I pray about it all the time. A few years after I became a Christian, I was really struggling to find out how faith played a part and what thoughts I was allowed, actually. That was something I was really bothered by. Am I allowed to think like this anymore? I was self-censoring all the time.
If you’re only trying to write something acceptable to a low Anglican congregation, it’s going to be of practically zero artistic value. I was only good for Alpha suppers for a while, I’ve got to say.
As soon as you second-guess any audience it’s a problem, isn’t it?
I found dirty jokes really funny. It makes me laugh, it’s the first place my brain goes. I’m sorry…Am I sorry? I don’t know that I am sorry. God made bodies and it’s funny! The shame around our bodies is funny. The decrepitude of our bodies is funny. I know you’re not allowed to make those jokes or use those words. So that does become something you have to think through.

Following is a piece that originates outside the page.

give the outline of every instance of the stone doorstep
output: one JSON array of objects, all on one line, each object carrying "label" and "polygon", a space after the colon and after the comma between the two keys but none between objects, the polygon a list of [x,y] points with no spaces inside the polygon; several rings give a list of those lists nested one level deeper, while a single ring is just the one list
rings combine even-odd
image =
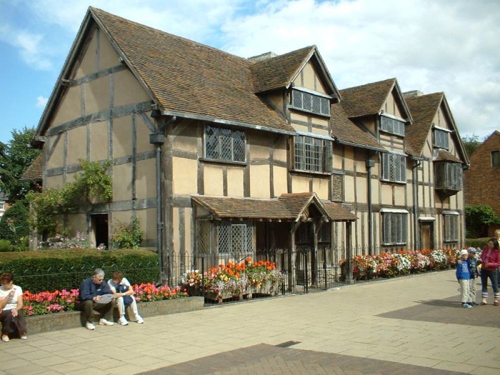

I was a Christian when I was doing Smack the Pony and the other two weren’t Christians. And I was coming up with all the filthy material. Our vicar would be saying, ‘I do feel sorry for you, some of the things you have to do’, not knowing I’d written it and I was responsible for it. But I didn’t feel bad for it because it was true. If it’s true, then is it bad?
One of the big quandaries I have is: To what degree are you responsible for words you put out there?
I’ve had a lot of aggro from Christians about playing Shazza [a very swear-y character] in Bridget Jones, but I prayed a lot about how to do it. At the end, the producer said to me, ‘We were so surprised at how Shazza came across so full of love.’ So for me that was a win. I understand it’s an issue for other people and I’m sorry it offends them, but then they didn’t have to go to the cinema.
You’ve been making a documentary for the BBC about the ethics of screening for Down’s syndrome. What’s it like having a son who has Down’s syndrome?
The picture people have of Down’s syndrome is very outdated and based on the Wikipedia entry, which is just a list of potential capabilities. But actually living with someone who has Down’s syndrome is fantastic. The highs are higher and the lows are lower. It’s like living in a sitcom a lot of the time. They say comedy is tragedy played at 120mph. Some people look at us and think we’re sad. We’re not having a sad time most of the time. We go on holiday and Olly disappears on the baggage carousel. Where’s my child? And there he is coming round. It’s funny!
Has your faith helped you in the difficult moments?
Is it that I deal with it better and more heroically because I’m being supported by God? Or am I being particularly blessed by God? I think I am being particularly blessed by God in this family unit.
Independence is the world’s highest aim. But with Olly, we as a family are less independent. And you know what? Life isn’t about A levels. I feel I’ve been given a present. I’ve been given a Narnia cupboard which I can look through and see things God’s way. ‘[I’ve chosen] the foolish things of the world to shame the wise’ [1 Corinthians 1:27]. And ‘the intelligence of the intelligent I will frustrate’ [1 Corinthians 1:19].
We had these new neighbours move in. They had twins. Olly decided he wanted to play with them. People with Down’s syndrome can’t climb but Olly didn’t get that memo. We’ve got an 8-foot fence and Olly got over it. And got over it. And got over it. We couldn’t figure out how he was doing it. You’d wake up at 6am and he wasn’t in bed, he’d be in just his underpants in their back garden.
I was so ashamed. I didn’t want to get to know the neighbours at all! But these were really, really nice people and they repeatedly didn’t mind Olly climbing over. Now we put ladders up against the fence and the kids come and go freely between our gardens. We only buy one paddling pool. So Olly’s refusal to behave in a socially acceptable way has very literally broken down fences between us and them. My youngest son is best friends with their youngest son.
I really think that is more like God’s picture of how we should be. I feel we’re being specifically blessed through his difference.